Worked like a charm.
We also added a bit of olive oil to the milk just in case her swollen gut was the beginnings of bloat.
Step 1: Get the sheep into the goat pen.
I'd love to say that I called in my trusty herding dogs to move the sheep into the pen, but none of us are to that point in training (myself and the sheep included). Thank heavens those sheep will do just about anything for a mouthful of sweet feed...including following me into hostile territory. I swear Jenni in the foreground above is just itching for me to turn my back to she can give those ovine intruders a taste of her horns.
Step 2: Catch the sheep and get her into the milking stanchion.
Suffice to say this was easier said than done. At this point, the smart thing for me to do would have been to exhaust the remaining sheep, who kept trying to climb into the feed bucket on the stanchion, Ruby, who kept trying to climb into my lap and suck on my elbow, and the various ducks, geese, turkeys, and guineas who were were just generally making a nuisance of themselves.

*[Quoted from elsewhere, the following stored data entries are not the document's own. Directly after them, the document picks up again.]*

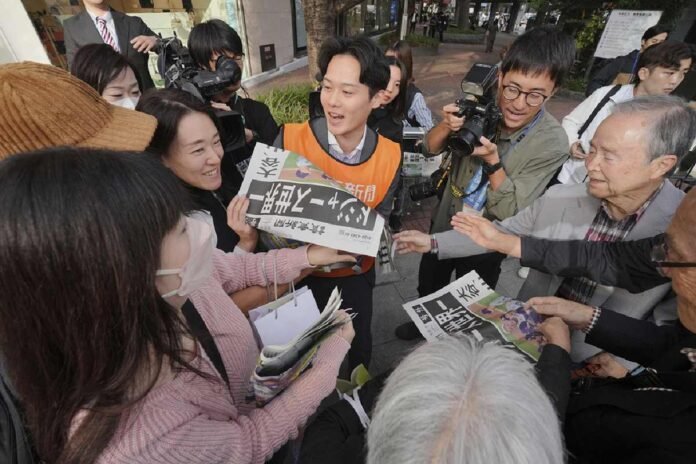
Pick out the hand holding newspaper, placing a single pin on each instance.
(469, 306)
(279, 365)
(289, 197)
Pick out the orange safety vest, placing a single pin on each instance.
(369, 181)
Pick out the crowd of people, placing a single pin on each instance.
(129, 268)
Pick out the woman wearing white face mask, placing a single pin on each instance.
(109, 73)
(94, 329)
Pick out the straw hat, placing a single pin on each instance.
(42, 106)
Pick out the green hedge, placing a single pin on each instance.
(289, 103)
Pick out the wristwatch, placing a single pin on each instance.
(491, 168)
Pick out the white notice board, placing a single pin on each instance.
(623, 32)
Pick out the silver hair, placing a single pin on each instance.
(672, 124)
(457, 401)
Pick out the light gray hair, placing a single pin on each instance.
(457, 401)
(672, 124)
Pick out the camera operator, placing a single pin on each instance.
(504, 175)
(207, 42)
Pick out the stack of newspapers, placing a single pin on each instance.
(279, 365)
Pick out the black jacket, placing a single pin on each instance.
(621, 264)
(80, 30)
(616, 421)
(608, 72)
(257, 118)
(216, 203)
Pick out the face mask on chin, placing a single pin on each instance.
(128, 103)
(199, 266)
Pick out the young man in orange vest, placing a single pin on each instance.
(354, 75)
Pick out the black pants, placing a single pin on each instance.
(356, 292)
(433, 274)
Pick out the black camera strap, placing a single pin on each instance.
(200, 331)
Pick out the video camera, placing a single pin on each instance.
(179, 71)
(482, 118)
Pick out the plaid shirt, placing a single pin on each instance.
(602, 229)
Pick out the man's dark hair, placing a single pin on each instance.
(667, 54)
(374, 70)
(657, 29)
(543, 50)
(214, 36)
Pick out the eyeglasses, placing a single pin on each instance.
(659, 257)
(510, 92)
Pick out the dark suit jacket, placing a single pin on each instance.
(80, 30)
(617, 423)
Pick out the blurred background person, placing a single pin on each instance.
(128, 35)
(625, 65)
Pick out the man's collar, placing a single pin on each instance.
(106, 16)
(523, 131)
(333, 143)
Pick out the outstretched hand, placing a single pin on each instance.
(410, 241)
(236, 219)
(485, 234)
(576, 315)
(318, 255)
(556, 332)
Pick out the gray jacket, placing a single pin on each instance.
(566, 212)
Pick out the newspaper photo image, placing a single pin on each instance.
(293, 199)
(280, 365)
(469, 306)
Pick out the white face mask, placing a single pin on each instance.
(128, 103)
(199, 266)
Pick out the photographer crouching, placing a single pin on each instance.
(502, 158)
(207, 43)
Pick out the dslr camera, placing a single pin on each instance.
(479, 109)
(482, 116)
(179, 71)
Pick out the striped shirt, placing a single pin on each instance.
(602, 229)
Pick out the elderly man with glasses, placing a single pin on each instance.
(647, 415)
(627, 198)
(506, 174)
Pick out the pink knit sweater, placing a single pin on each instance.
(193, 420)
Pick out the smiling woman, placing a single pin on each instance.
(187, 141)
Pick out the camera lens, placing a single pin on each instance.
(468, 137)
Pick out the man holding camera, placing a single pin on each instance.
(504, 175)
(209, 41)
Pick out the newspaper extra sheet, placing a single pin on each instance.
(469, 306)
(291, 198)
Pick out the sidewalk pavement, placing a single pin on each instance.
(439, 78)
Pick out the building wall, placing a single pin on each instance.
(268, 22)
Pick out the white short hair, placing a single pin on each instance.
(457, 401)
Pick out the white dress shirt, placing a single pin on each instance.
(336, 151)
(110, 26)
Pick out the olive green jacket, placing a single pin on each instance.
(529, 164)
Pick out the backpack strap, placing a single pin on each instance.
(599, 106)
(205, 338)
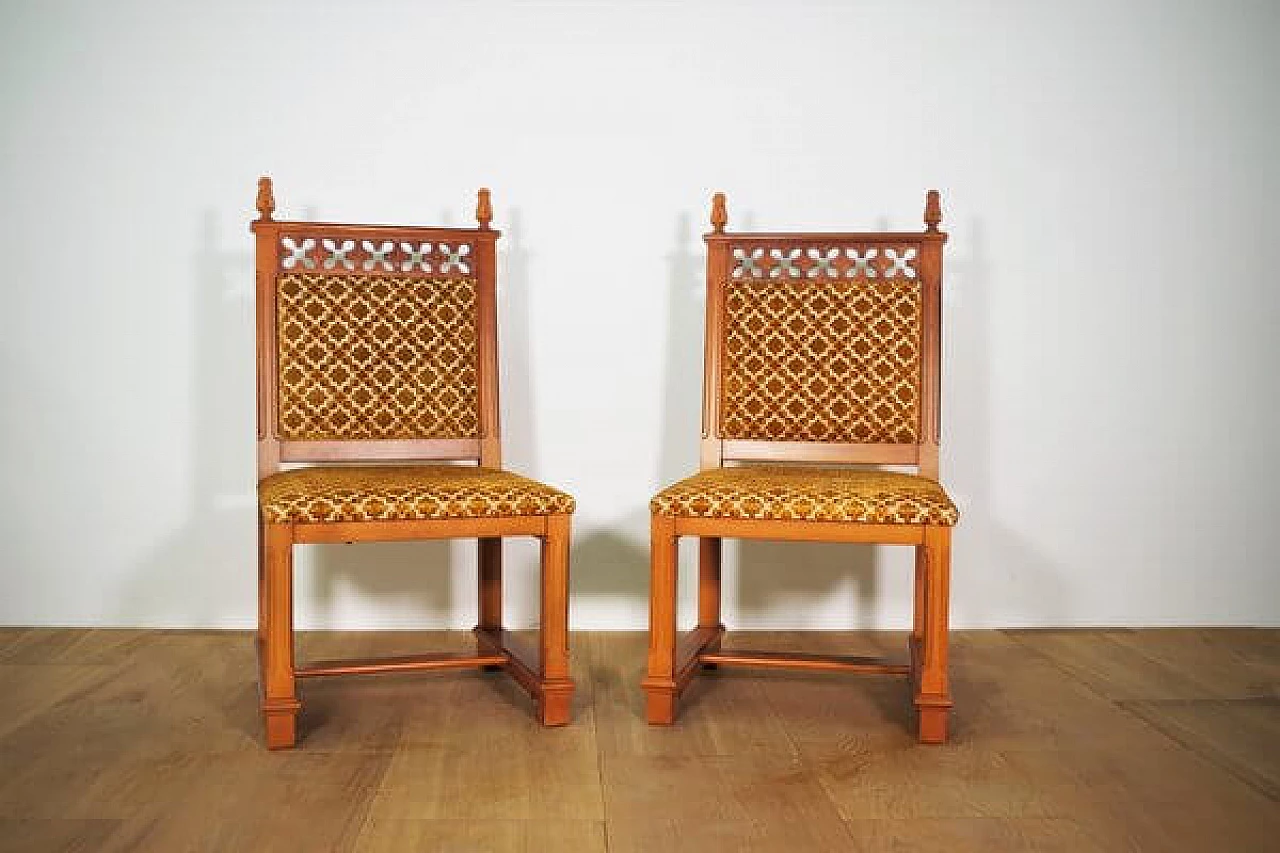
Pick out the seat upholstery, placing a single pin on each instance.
(803, 493)
(403, 492)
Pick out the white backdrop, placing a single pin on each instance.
(1109, 176)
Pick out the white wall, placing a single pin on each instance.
(1110, 182)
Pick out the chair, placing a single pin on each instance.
(822, 354)
(378, 361)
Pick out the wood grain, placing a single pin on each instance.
(155, 747)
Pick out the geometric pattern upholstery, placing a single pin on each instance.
(403, 492)
(376, 357)
(822, 360)
(803, 493)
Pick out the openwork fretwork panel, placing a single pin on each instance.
(446, 258)
(810, 356)
(376, 357)
(824, 261)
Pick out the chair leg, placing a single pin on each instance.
(489, 574)
(709, 589)
(659, 684)
(933, 696)
(556, 692)
(260, 637)
(279, 697)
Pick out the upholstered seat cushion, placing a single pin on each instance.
(401, 492)
(776, 492)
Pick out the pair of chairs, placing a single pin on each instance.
(378, 366)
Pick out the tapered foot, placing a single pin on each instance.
(933, 723)
(659, 706)
(556, 705)
(280, 729)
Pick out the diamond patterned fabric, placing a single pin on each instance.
(376, 357)
(801, 493)
(403, 492)
(822, 360)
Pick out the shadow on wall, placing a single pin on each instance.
(987, 555)
(611, 564)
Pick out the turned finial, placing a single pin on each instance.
(932, 210)
(265, 200)
(720, 214)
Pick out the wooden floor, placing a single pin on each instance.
(1063, 740)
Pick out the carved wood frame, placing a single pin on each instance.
(543, 671)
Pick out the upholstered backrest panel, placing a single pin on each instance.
(821, 359)
(376, 357)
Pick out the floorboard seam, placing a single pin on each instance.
(1207, 753)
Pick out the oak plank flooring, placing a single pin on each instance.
(1063, 740)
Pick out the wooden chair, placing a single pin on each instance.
(823, 350)
(376, 354)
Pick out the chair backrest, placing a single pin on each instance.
(375, 342)
(823, 347)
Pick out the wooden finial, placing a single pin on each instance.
(720, 214)
(265, 200)
(932, 210)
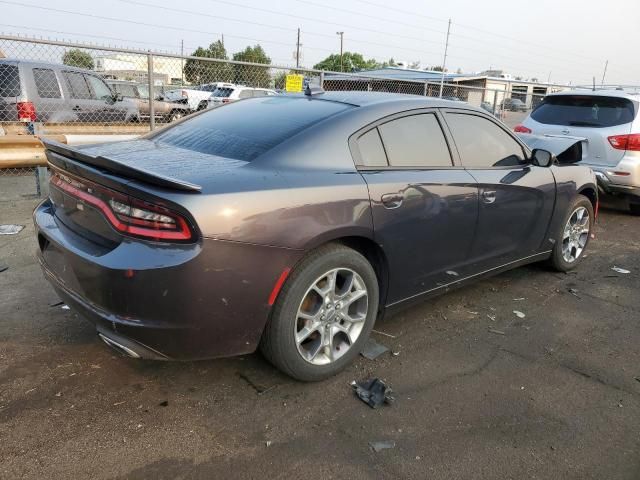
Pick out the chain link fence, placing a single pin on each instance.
(71, 89)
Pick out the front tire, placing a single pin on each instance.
(323, 314)
(574, 235)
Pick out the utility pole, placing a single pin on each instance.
(444, 61)
(341, 43)
(606, 64)
(182, 62)
(298, 50)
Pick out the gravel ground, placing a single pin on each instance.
(480, 392)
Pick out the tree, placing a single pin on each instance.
(351, 62)
(77, 58)
(202, 71)
(249, 74)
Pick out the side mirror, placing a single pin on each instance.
(542, 158)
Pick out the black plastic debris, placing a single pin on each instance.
(373, 392)
(373, 349)
(383, 445)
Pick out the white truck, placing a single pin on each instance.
(195, 97)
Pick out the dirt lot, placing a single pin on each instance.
(553, 395)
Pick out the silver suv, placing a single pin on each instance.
(48, 92)
(607, 122)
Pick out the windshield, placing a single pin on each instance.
(221, 92)
(244, 130)
(584, 111)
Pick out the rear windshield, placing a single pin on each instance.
(221, 92)
(245, 130)
(584, 111)
(9, 81)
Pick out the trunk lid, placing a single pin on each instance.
(594, 118)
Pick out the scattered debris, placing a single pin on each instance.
(383, 333)
(620, 270)
(383, 445)
(10, 229)
(373, 349)
(373, 392)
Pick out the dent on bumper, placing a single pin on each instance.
(201, 301)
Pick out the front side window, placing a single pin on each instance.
(77, 85)
(46, 83)
(100, 89)
(483, 144)
(415, 141)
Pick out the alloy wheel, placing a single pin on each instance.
(331, 316)
(575, 235)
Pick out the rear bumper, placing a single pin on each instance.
(180, 302)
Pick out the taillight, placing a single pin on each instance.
(128, 215)
(625, 142)
(26, 112)
(521, 129)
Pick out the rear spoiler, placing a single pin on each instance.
(118, 168)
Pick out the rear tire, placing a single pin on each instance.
(573, 236)
(311, 335)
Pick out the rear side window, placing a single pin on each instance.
(9, 80)
(415, 141)
(371, 149)
(245, 130)
(46, 83)
(482, 144)
(584, 111)
(77, 85)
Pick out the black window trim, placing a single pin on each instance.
(359, 163)
(525, 149)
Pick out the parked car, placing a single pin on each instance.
(293, 224)
(223, 95)
(163, 110)
(48, 92)
(608, 124)
(195, 97)
(513, 105)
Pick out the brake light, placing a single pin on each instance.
(521, 129)
(128, 215)
(26, 112)
(625, 142)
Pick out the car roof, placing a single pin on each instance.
(597, 93)
(362, 99)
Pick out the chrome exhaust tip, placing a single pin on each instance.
(126, 351)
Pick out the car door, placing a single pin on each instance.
(424, 207)
(516, 198)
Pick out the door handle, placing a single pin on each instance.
(488, 196)
(392, 200)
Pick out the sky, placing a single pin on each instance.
(563, 41)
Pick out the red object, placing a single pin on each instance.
(522, 129)
(26, 112)
(278, 286)
(626, 142)
(178, 229)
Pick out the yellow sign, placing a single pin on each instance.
(294, 83)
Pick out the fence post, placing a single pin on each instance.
(152, 115)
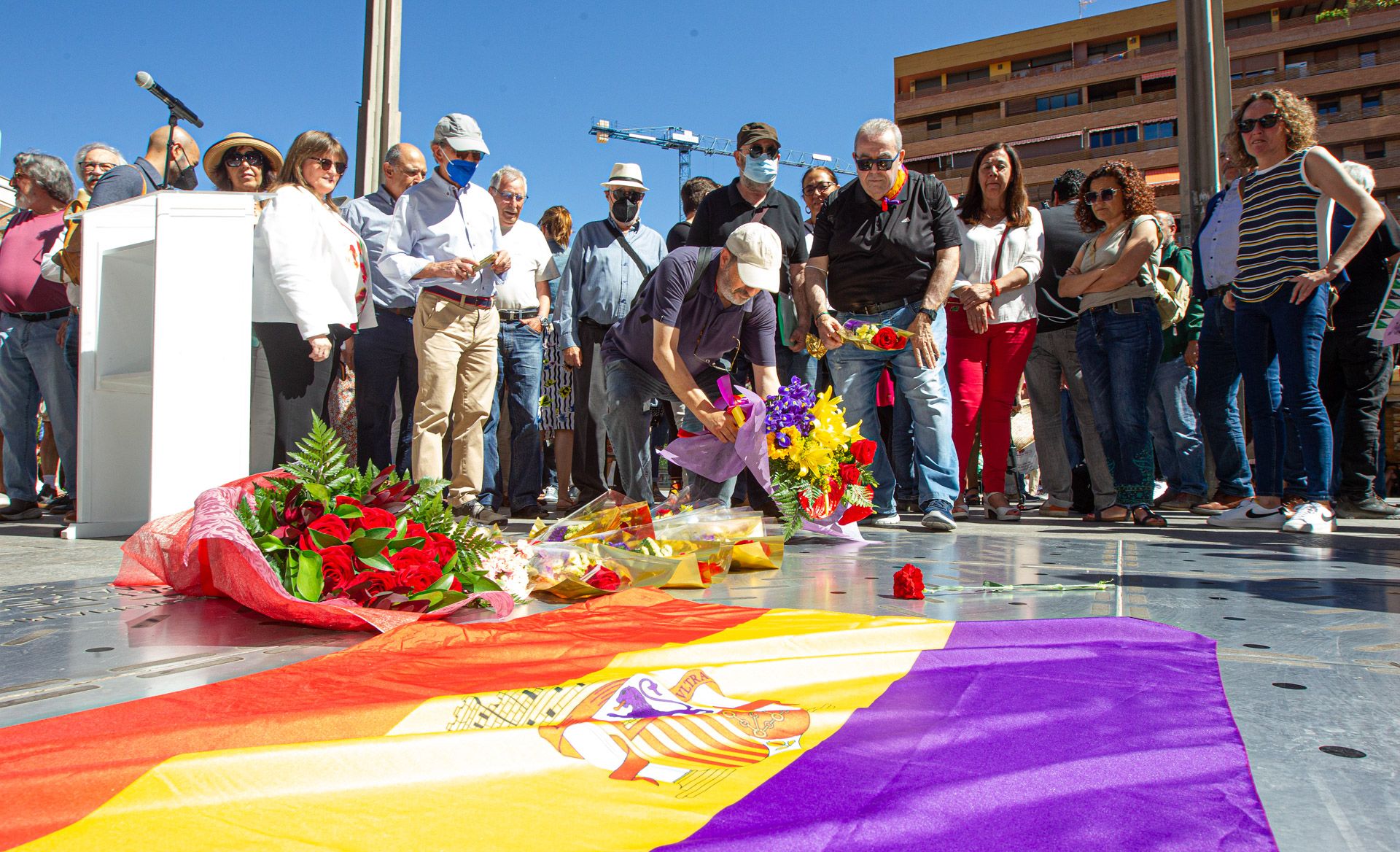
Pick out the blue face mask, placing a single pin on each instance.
(461, 171)
(761, 170)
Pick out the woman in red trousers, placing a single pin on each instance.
(992, 317)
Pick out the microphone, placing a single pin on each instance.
(176, 106)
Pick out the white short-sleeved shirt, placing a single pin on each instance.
(531, 263)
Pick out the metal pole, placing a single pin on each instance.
(1203, 79)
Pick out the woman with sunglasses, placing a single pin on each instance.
(1281, 296)
(992, 319)
(311, 286)
(1120, 333)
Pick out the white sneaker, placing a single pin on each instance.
(1312, 517)
(1251, 516)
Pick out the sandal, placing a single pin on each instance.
(1147, 517)
(1097, 516)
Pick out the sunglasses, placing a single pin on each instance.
(234, 160)
(328, 164)
(1264, 121)
(882, 163)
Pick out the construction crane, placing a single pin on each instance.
(683, 142)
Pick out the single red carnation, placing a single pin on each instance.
(909, 584)
(864, 452)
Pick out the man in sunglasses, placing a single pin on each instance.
(384, 355)
(446, 241)
(887, 254)
(607, 264)
(681, 337)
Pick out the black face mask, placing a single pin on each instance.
(625, 211)
(188, 178)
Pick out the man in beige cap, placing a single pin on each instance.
(689, 321)
(607, 266)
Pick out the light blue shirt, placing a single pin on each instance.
(436, 220)
(371, 216)
(599, 279)
(1220, 241)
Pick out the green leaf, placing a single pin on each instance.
(308, 576)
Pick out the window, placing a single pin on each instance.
(1057, 101)
(1164, 129)
(1101, 139)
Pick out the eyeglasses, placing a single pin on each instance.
(328, 164)
(882, 163)
(1264, 121)
(234, 160)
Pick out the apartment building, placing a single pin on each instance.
(1105, 88)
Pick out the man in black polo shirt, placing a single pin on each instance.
(887, 251)
(1053, 357)
(753, 196)
(678, 341)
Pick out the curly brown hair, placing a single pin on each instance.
(1299, 123)
(1138, 198)
(1016, 201)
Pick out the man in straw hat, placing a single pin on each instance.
(607, 266)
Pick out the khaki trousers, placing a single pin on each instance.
(456, 349)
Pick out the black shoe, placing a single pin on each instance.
(21, 511)
(1371, 506)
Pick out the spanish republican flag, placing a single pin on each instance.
(645, 722)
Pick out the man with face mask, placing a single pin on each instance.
(446, 241)
(607, 266)
(753, 196)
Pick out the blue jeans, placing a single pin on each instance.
(1172, 418)
(1275, 334)
(1217, 400)
(35, 365)
(521, 360)
(1119, 355)
(384, 360)
(630, 391)
(855, 376)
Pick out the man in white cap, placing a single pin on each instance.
(607, 266)
(693, 316)
(446, 241)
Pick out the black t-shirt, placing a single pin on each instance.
(878, 257)
(1366, 272)
(678, 234)
(726, 209)
(1063, 241)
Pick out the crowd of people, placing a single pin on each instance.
(433, 296)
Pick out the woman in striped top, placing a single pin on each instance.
(1281, 296)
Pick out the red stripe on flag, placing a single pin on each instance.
(61, 770)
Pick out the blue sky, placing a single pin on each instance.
(532, 73)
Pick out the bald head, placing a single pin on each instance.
(184, 143)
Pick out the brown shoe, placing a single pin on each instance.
(1218, 505)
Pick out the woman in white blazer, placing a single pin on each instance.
(311, 286)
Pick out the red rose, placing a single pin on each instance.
(338, 568)
(328, 524)
(864, 452)
(605, 579)
(909, 584)
(888, 338)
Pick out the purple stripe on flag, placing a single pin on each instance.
(1085, 733)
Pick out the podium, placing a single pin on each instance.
(164, 360)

Meanwhile, I was trying my best to milk poor Patch who was being just as quiet and patient as could be amid the chaos of barnyard mayhem and my fumbling at her nether regions. After cleaning her utter of god know what she's been laying the past month (Yick!!), I did my darndest to get a grip on them tiny teats with zero success. I'm tell you, her nipples were so small, I couldn't even get two fingers around them. I even tried my homemade vacuum sealer milking contraption that works like a charm on the goats. Still no luck. Not a drop. The expression 'blood from a stone' comes to mind.
I finally went back to hand milking which was more like nipple pinching and was able to get one drop of milk at a time. I'm not kidding here. ONE DROP of milk per squeeze. At that rate, it'd take me about 3 years to get enough milk for one meal for Ruby.